Amid this debate, Mayor Lenny Curry issued a directive to bring City employment policies in compliance with federal law preventing discrimination on any basis. Both Council measures were withdrawn in order to see the impact this directive would have.
A WOKV investigation found that coming in to compliance with federal law meant adding wording to specifically prohibit discrimination based on “sexual orientation, gender identity, or expression”- which is exactly what was being debated. Once that change was made in Jacksonville employment laws, many independent authorities followed suit. Housing and public accommodations were not specifically addressed in the directive.
Bowman has asked business and community leaders, as well as City Councilmen, to meet to discuss any concerns they still have, but he already has a four-page draft legislation ready to file if he believes there will be support for passage. While he declined to give specifics on the legislation before rolling it out to other Council members, he did say there are exemptions that would address some of the concerns he’s previously heard.

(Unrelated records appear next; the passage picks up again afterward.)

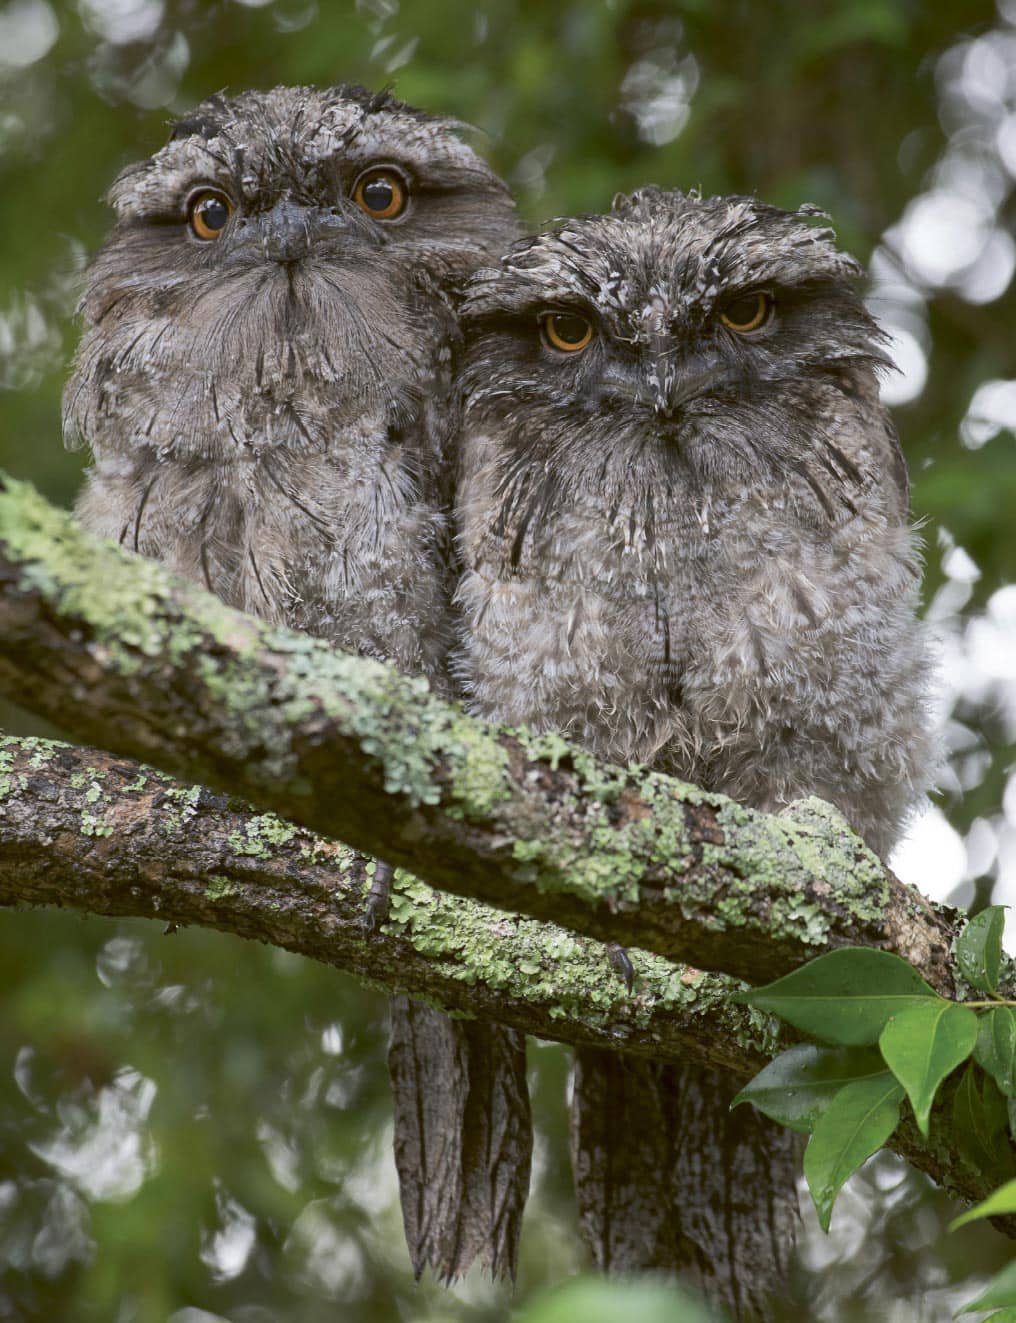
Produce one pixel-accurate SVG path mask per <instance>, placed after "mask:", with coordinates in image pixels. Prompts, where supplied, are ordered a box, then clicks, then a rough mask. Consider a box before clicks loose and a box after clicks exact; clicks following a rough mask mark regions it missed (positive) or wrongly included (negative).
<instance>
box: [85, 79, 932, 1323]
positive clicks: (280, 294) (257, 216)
mask: <svg viewBox="0 0 1016 1323" xmlns="http://www.w3.org/2000/svg"><path fill="white" fill-rule="evenodd" d="M110 200H111V202H112V206H114V209H115V213H116V222H115V226H114V229H112V233H111V235H110V238H108V241H107V242H106V245H105V246H103V249H102V250H101V251H99V254H98V255H97V258H95V259H94V262H93V265H91V267H90V270H89V275H87V284H86V291H85V295H83V299H82V304H81V311H82V314H83V321H85V335H83V339H82V343H81V347H79V349H78V355H77V361H75V366H74V373H73V377H71V380H70V382H69V385H67V390H66V397H65V427H66V435H67V439H69V441H70V442H71V443H78V442H82V441H83V442H86V443H87V445H89V446H90V447H91V451H93V455H94V464H93V467H91V470H90V471H89V475H87V480H86V486H85V490H83V492H82V496H81V500H79V504H78V512H79V515H81V519H82V520H83V521H85V523H86V524H87V525H89V527H90V528H91V529H94V531H95V532H98V533H102V534H105V536H107V537H112V538H116V540H118V541H119V542H122V544H123V545H124V546H127V548H131V549H134V550H136V552H140V553H142V554H144V556H151V557H155V558H157V560H160V561H164V562H165V564H167V565H168V566H171V568H172V569H173V570H176V572H179V573H181V574H185V576H188V577H189V578H192V579H196V581H197V582H200V583H204V585H205V586H206V587H208V589H209V590H210V591H213V593H216V594H217V595H218V597H221V598H222V599H224V601H226V602H228V603H230V605H233V606H237V607H239V609H242V610H246V611H251V613H254V614H257V615H259V617H263V618H266V619H270V620H273V622H280V623H286V624H290V626H292V627H295V628H300V630H307V631H310V632H311V634H315V635H319V636H321V638H325V639H328V640H329V642H332V643H335V644H336V647H340V648H345V650H349V651H355V652H361V654H366V655H370V656H374V658H381V659H388V660H390V662H393V663H394V664H397V665H398V667H401V668H402V669H405V671H410V672H417V673H421V672H422V673H423V675H426V676H429V677H430V680H431V683H433V684H434V685H437V687H439V688H441V689H442V691H443V692H446V693H448V695H456V696H459V697H462V699H463V700H464V703H466V704H467V706H468V709H470V710H471V712H474V713H476V714H478V716H482V717H487V718H491V720H497V721H507V722H511V724H524V725H528V726H530V728H536V729H556V730H561V732H564V733H565V734H566V736H568V737H569V738H572V740H574V741H577V742H578V744H581V745H585V746H586V747H589V749H590V750H591V751H594V753H595V754H598V755H601V757H603V758H606V759H610V761H614V762H620V763H627V762H632V761H638V762H642V763H650V765H652V766H656V767H660V769H663V770H667V771H671V773H675V774H677V775H680V777H683V778H685V779H689V781H693V782H696V783H698V785H701V786H704V787H706V789H710V790H718V791H724V792H726V794H730V795H733V796H734V798H737V799H741V800H742V802H745V803H749V804H754V806H758V807H762V808H771V810H778V808H781V807H782V806H786V804H788V803H790V802H791V800H794V799H796V798H799V796H802V795H808V794H816V795H820V796H823V798H824V799H828V800H831V802H832V803H833V804H836V806H837V807H839V808H840V810H841V811H843V812H844V815H845V816H847V818H848V819H849V822H851V823H852V824H853V826H855V827H856V828H857V831H859V832H860V833H861V835H863V836H864V837H865V839H867V840H868V841H869V844H870V845H872V847H873V848H874V849H876V851H878V852H881V853H885V852H886V851H888V849H889V848H890V845H892V844H893V841H894V839H896V836H897V833H898V832H900V830H901V824H902V823H904V820H905V818H906V815H908V812H909V811H910V808H911V807H913V804H914V803H915V800H917V799H918V796H919V795H921V794H922V791H923V790H925V786H926V783H927V778H929V769H930V763H931V741H930V737H929V722H927V717H926V710H925V709H926V691H927V659H926V647H925V643H923V638H922V634H921V628H919V626H918V623H917V618H915V601H917V593H918V582H919V569H918V562H917V554H915V546H914V537H913V533H911V529H910V527H909V495H908V480H906V468H905V463H904V459H902V454H901V450H900V445H898V441H897V438H896V433H894V431H893V427H892V423H890V422H889V419H888V417H886V414H885V411H884V409H882V406H881V405H880V401H878V392H877V385H876V369H877V368H878V366H880V365H881V364H882V363H884V355H882V351H881V336H880V332H878V328H877V327H876V324H874V323H873V321H872V318H870V316H869V314H868V312H867V311H865V307H864V303H863V302H861V299H860V298H859V295H857V292H856V291H855V288H853V283H855V278H856V275H857V274H859V269H857V267H856V265H855V262H853V261H852V259H851V258H848V257H845V255H844V254H841V253H840V251H837V249H836V247H835V245H833V241H832V235H831V232H829V230H828V229H825V228H823V226H822V225H820V224H816V217H815V214H814V213H811V212H810V210H807V209H802V210H800V212H798V213H787V212H782V210H778V209H775V208H771V206H766V205H763V204H761V202H757V201H754V200H751V198H746V197H721V198H701V197H698V196H697V194H685V193H680V192H664V191H659V189H655V188H647V189H643V191H640V192H638V193H635V194H632V196H630V197H620V198H618V200H615V202H614V205H613V209H611V210H610V212H609V213H607V214H605V216H591V217H582V218H578V220H566V221H560V222H557V224H556V225H554V228H552V229H549V230H546V232H545V233H540V234H536V235H529V237H521V228H520V225H519V221H517V218H516V213H515V208H513V204H512V200H511V197H509V193H508V191H507V188H505V187H504V184H503V183H501V181H500V180H499V179H497V177H496V175H495V173H493V172H492V171H491V169H489V168H488V167H487V165H486V164H484V163H483V161H482V160H480V159H479V157H478V155H476V153H475V152H474V151H472V149H471V148H470V147H468V146H467V144H466V143H464V142H463V139H462V136H460V134H459V131H458V126H456V124H454V123H450V122H447V120H443V119H438V118H433V116H430V115H427V114H425V112H422V111H418V110H414V108H411V107H409V106H405V105H402V103H400V102H397V101H396V99H394V98H393V97H390V95H388V94H381V95H373V94H370V93H366V91H364V90H362V89H359V87H349V86H344V87H337V89H332V90H327V91H318V90H314V89H307V87H291V89H276V90H274V91H271V93H249V94H245V95H241V97H237V98H235V99H225V98H222V97H213V98H212V99H209V101H206V102H204V103H202V105H201V106H198V107H197V110H196V111H194V112H193V114H192V115H189V116H188V118H187V119H184V120H181V122H180V123H177V124H176V127H175V130H173V132H172V138H171V142H169V143H168V144H167V146H165V147H163V148H161V149H160V151H159V152H156V153H155V155H153V156H152V157H151V159H148V160H146V161H142V163H139V164H136V165H131V167H128V168H127V169H126V171H123V172H122V173H120V176H119V177H118V180H116V181H115V184H114V185H112V191H111V194H110ZM392 1020H393V1028H392V1050H390V1069H392V1078H393V1086H394V1098H396V1156H397V1164H398V1168H400V1183H401V1193H402V1207H403V1215H405V1221H406V1230H407V1238H409V1244H410V1252H411V1256H413V1261H414V1266H415V1269H417V1271H419V1270H422V1269H423V1266H426V1265H430V1266H431V1267H434V1269H435V1270H437V1271H439V1273H441V1274H443V1275H454V1274H458V1273H460V1271H463V1270H464V1269H466V1267H467V1266H468V1265H470V1262H471V1261H474V1259H475V1258H479V1259H480V1261H482V1262H484V1263H486V1265H487V1266H488V1267H491V1269H492V1270H495V1271H507V1273H512V1274H513V1271H515V1265H516V1249H517V1238H519V1230H520V1225H521V1211H523V1204H524V1201H525V1196H527V1191H528V1184H529V1156H530V1147H532V1140H530V1118H529V1103H528V1095H527V1086H525V1044H524V1039H523V1036H521V1035H520V1033H519V1032H516V1031H513V1029H509V1028H505V1027H500V1025H492V1024H482V1023H479V1021H476V1023H470V1021H462V1020H458V1021H451V1020H448V1019H447V1017H445V1016H442V1015H441V1013H438V1012H435V1011H433V1009H430V1008H426V1007H423V1005H421V1004H418V1003H414V1002H411V1000H409V999H407V998H403V996H402V998H396V999H394V1000H393V1003H392ZM730 1094H732V1086H730V1084H729V1081H726V1080H725V1078H721V1077H720V1076H717V1074H714V1073H710V1072H708V1070H704V1069H702V1068H700V1066H692V1065H689V1066H675V1065H665V1066H664V1065H659V1064H655V1062H651V1061H644V1060H643V1061H635V1060H631V1058H626V1057H623V1056H619V1054H614V1053H598V1052H589V1050H581V1052H578V1053H577V1066H575V1081H574V1099H573V1131H572V1132H573V1166H574V1172H575V1188H577V1195H578V1201H579V1212H581V1220H582V1226H583V1232H585V1234H586V1238H587V1241H589V1244H590V1248H591V1250H593V1254H594V1258H595V1261H597V1262H598V1263H599V1265H601V1266H603V1267H609V1269H622V1270H635V1269H648V1267H659V1269H671V1270H672V1269H680V1270H683V1271H688V1273H692V1274H697V1277H698V1278H700V1281H701V1282H702V1283H704V1285H705V1286H706V1289H709V1290H710V1294H713V1297H714V1298H717V1299H720V1301H722V1302H725V1303H726V1304H728V1306H729V1307H732V1308H733V1311H734V1312H736V1314H737V1315H738V1316H741V1318H753V1316H763V1315H765V1312H766V1308H767V1306H766V1298H767V1295H769V1293H770V1290H771V1287H773V1285H774V1282H775V1281H778V1278H779V1275H781V1273H782V1269H783V1265H784V1262H786V1257H787V1252H788V1246H790V1242H791V1236H792V1222H794V1217H795V1208H796V1203H795V1188H794V1187H795V1171H796V1162H795V1148H794V1142H792V1136H790V1135H788V1134H787V1132H784V1131H781V1130H779V1129H778V1127H775V1126H771V1125H770V1123H769V1122H766V1121H765V1119H762V1118H759V1117H757V1115H755V1114H753V1113H751V1110H750V1109H746V1107H742V1109H738V1110H737V1111H734V1113H730V1114H728V1111H726V1103H728V1102H729V1098H730Z"/></svg>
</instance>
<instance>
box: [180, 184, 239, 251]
mask: <svg viewBox="0 0 1016 1323" xmlns="http://www.w3.org/2000/svg"><path fill="white" fill-rule="evenodd" d="M233 210H234V208H233V202H232V201H230V200H229V198H228V197H226V194H225V193H220V192H218V189H217V188H202V189H201V192H200V193H194V196H193V197H192V198H191V201H189V202H188V204H187V218H188V221H189V222H191V229H192V232H193V233H194V234H196V235H197V238H200V239H217V238H218V235H220V234H221V233H222V230H224V229H225V228H226V221H228V220H229V218H230V216H232V214H233Z"/></svg>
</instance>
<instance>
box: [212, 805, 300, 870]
mask: <svg viewBox="0 0 1016 1323" xmlns="http://www.w3.org/2000/svg"><path fill="white" fill-rule="evenodd" d="M298 831H299V828H296V827H294V826H292V823H287V822H284V820H283V819H282V818H278V816H276V815H275V814H258V815H257V816H255V818H250V819H247V822H246V823H245V824H243V831H234V832H230V835H229V845H230V848H232V849H233V851H235V853H237V855H242V856H247V857H250V859H274V857H275V855H276V853H278V849H279V847H280V845H287V844H288V843H290V841H291V840H292V839H294V836H296V833H298Z"/></svg>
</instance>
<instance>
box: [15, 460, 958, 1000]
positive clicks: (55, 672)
mask: <svg viewBox="0 0 1016 1323" xmlns="http://www.w3.org/2000/svg"><path fill="white" fill-rule="evenodd" d="M0 638H3V639H4V650H3V655H0V689H1V691H3V692H5V693H7V695H8V696H11V697H12V699H15V700H17V701H20V703H22V704H24V705H25V706H29V708H30V709H32V710H34V712H38V713H40V714H42V716H49V717H50V718H53V720H54V721H57V722H60V724H61V725H62V726H64V729H67V730H70V732H71V733H73V734H74V736H75V737H79V738H82V740H86V741H93V742H97V744H101V745H103V746H106V747H111V749H115V750H116V751H118V753H122V754H126V755H130V757H139V758H144V759H147V761H151V762H153V763H155V765H156V766H160V767H163V769H165V770H168V771H172V773H177V774H183V775H187V777H188V778H192V779H194V781H200V782H201V783H202V785H206V786H212V787H214V789H220V790H226V791H229V792H233V794H241V795H243V796H245V798H246V799H250V800H251V802H254V803H257V804H258V806H259V807H263V808H269V810H273V811H275V812H278V814H279V815H280V816H283V818H286V819H288V820H291V822H298V823H300V824H302V826H304V827H308V828H311V830H315V831H319V832H323V833H327V835H329V836H336V837H339V839H341V840H347V841H348V843H349V844H351V845H356V847H357V848H360V849H364V851H368V852H370V853H374V855H380V856H381V857H385V859H390V860H392V861H393V863H394V864H398V865H402V867H406V868H411V869H413V872H415V873H417V875H418V876H421V877H423V878H426V880H427V881H429V882H431V885H434V886H439V888H442V889H443V890H450V892H456V893H459V894H468V896H472V897H475V898H479V900H484V901H487V902H488V904H492V905H497V906H501V908H505V909H509V910H516V909H524V910H525V913H528V914H530V916H532V917H534V918H549V919H552V921H554V922H558V923H564V925H566V926H568V927H570V929H573V930H574V931H578V933H583V934H586V935H590V937H595V938H599V939H605V941H620V942H623V943H624V945H626V946H642V947H646V949H648V950H654V951H656V953H659V954H661V955H667V957H669V958H671V959H677V960H688V962H689V963H693V964H695V966H696V967H697V968H712V970H722V971H724V972H728V974H732V975H734V976H738V978H745V979H749V980H750V982H754V983H761V982H766V980H767V979H771V978H775V976H777V975H779V974H782V972H786V971H787V970H788V968H792V967H794V966H796V964H799V963H800V962H802V960H804V959H808V958H810V957H812V955H816V954H819V953H820V951H823V950H828V949H829V947H831V946H843V945H855V943H856V945H868V946H878V947H888V949H892V950H896V951H898V953H900V954H901V955H904V957H905V958H906V959H909V960H911V962H913V963H914V964H915V966H917V967H918V968H921V971H922V972H923V975H925V976H926V978H927V979H929V982H930V983H933V984H934V986H935V987H938V988H941V990H943V991H949V990H950V988H951V976H950V970H949V943H950V941H951V937H952V933H954V919H952V918H951V917H950V914H949V913H947V912H946V910H943V909H941V908H937V906H934V905H931V902H930V901H927V900H925V898H923V897H922V896H919V894H918V893H917V892H913V890H910V889H909V888H905V886H902V884H901V882H900V881H898V880H897V878H894V877H893V876H892V873H889V872H888V871H886V869H885V868H884V867H882V865H881V864H880V863H878V860H877V859H876V857H874V855H872V853H870V852H869V851H868V849H865V847H864V844H863V843H861V841H860V840H859V839H857V837H856V836H855V835H853V833H852V832H851V831H849V828H848V827H847V826H845V823H844V822H843V819H841V818H840V816H839V815H837V814H836V812H835V811H833V810H832V808H829V807H828V806H824V804H822V803H820V802H818V800H802V802H800V803H798V804H794V806H792V807H791V808H790V810H787V811H786V812H784V814H781V815H769V814H763V812H755V811H751V810H747V808H743V807H741V806H738V804H736V803H733V802H732V800H729V799H726V798H725V796H722V795H714V794H705V792H702V791H700V790H697V789H696V787H693V786H687V785H683V783H681V782H676V781H673V779H671V778H668V777H664V775H660V774H656V773H648V771H644V770H638V769H636V770H622V769H618V767H610V766H607V765H603V763H599V762H597V761H595V759H594V758H591V757H590V755H589V754H585V753H582V751H581V750H577V749H574V747H570V746H569V745H568V744H565V741H562V740H561V738H560V737H557V736H542V737H532V736H525V734H524V733H512V732H507V730H499V729H497V728H492V726H487V725H486V724H483V722H480V721H476V720H472V718H470V717H466V716H464V714H463V713H462V710H460V709H459V708H456V706H455V705H451V704H447V703H442V701H441V700H438V699H435V697H434V696H433V695H431V693H430V692H429V689H427V685H426V683H425V681H422V680H419V679H407V677H405V676H401V675H398V672H396V671H394V669H392V668H388V667H384V665H380V664H378V663H374V662H369V660H366V659H362V658H360V659H357V658H349V656H344V655H340V654H335V652H333V651H331V650H329V648H328V647H327V644H324V643H320V642H318V640H315V639H310V638H307V636H304V635H300V634H294V632H291V631H287V630H282V628H276V627H271V626H267V624H262V623H259V622H257V620H254V619H251V618H250V617H245V615H239V614H238V613H235V611H232V610H229V609H226V607H224V606H222V605H221V603H220V602H217V601H216V599H214V598H210V597H209V595H208V594H205V593H202V591H200V590H198V589H196V587H193V586H192V585H187V583H184V582H183V581H180V579H173V578H172V577H171V576H168V574H167V573H165V572H164V570H163V569H161V568H160V566H157V565H155V564H152V562H149V561H143V560H140V558H138V557H135V556H131V554H130V553H126V552H122V550H120V549H118V548H114V546H112V545H111V544H102V542H97V541H94V540H93V538H90V537H87V536H86V534H85V533H82V532H81V529H78V528H77V527H75V525H74V523H73V520H71V519H70V517H69V516H66V515H65V513H62V512H60V511H56V509H53V508H52V507H50V505H48V504H46V503H45V501H44V500H41V497H38V496H37V495H36V493H34V492H32V490H30V488H26V487H24V486H22V484H16V483H11V482H8V483H7V484H5V487H4V486H0ZM520 901H521V904H520Z"/></svg>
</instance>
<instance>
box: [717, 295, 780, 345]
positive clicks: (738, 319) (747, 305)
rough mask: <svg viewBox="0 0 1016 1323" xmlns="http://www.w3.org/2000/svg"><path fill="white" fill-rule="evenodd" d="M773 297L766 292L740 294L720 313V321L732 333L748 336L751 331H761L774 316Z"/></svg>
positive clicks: (773, 304) (731, 300)
mask: <svg viewBox="0 0 1016 1323" xmlns="http://www.w3.org/2000/svg"><path fill="white" fill-rule="evenodd" d="M773 306H774V302H773V295H771V294H766V291H765V290H755V292H754V294H738V296H737V298H736V299H732V300H730V302H729V303H728V304H726V307H725V308H722V310H721V312H720V320H721V321H722V323H724V325H725V327H728V328H729V329H730V331H737V332H738V335H746V333H747V332H749V331H759V329H761V328H762V327H763V325H765V324H766V323H767V321H769V319H770V318H771V316H773Z"/></svg>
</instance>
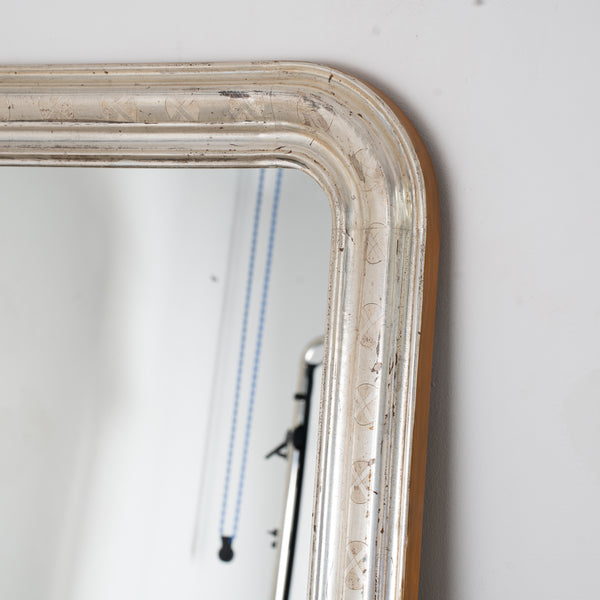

“One thing that we really know that we’ve got to do is ensure that we’re protecting our small businesses and also our religious organizations,” Bowman says.
Bowman says the issue became even more real when they saw the fallout in North Carolina following their debate on LGBT rights, and the impact that has on the business community. His draft is modeled on anti-discrimination protections that have been effective when implemented in other parts of the nation.
This debate in Jacksonville goes back even further, when expansion was voted down in 2012. Bowman hopes that the clear and specific wording in his bill, along with what’s been happening on the national climate and the adaptations that have already been made locally, will now push the change forward.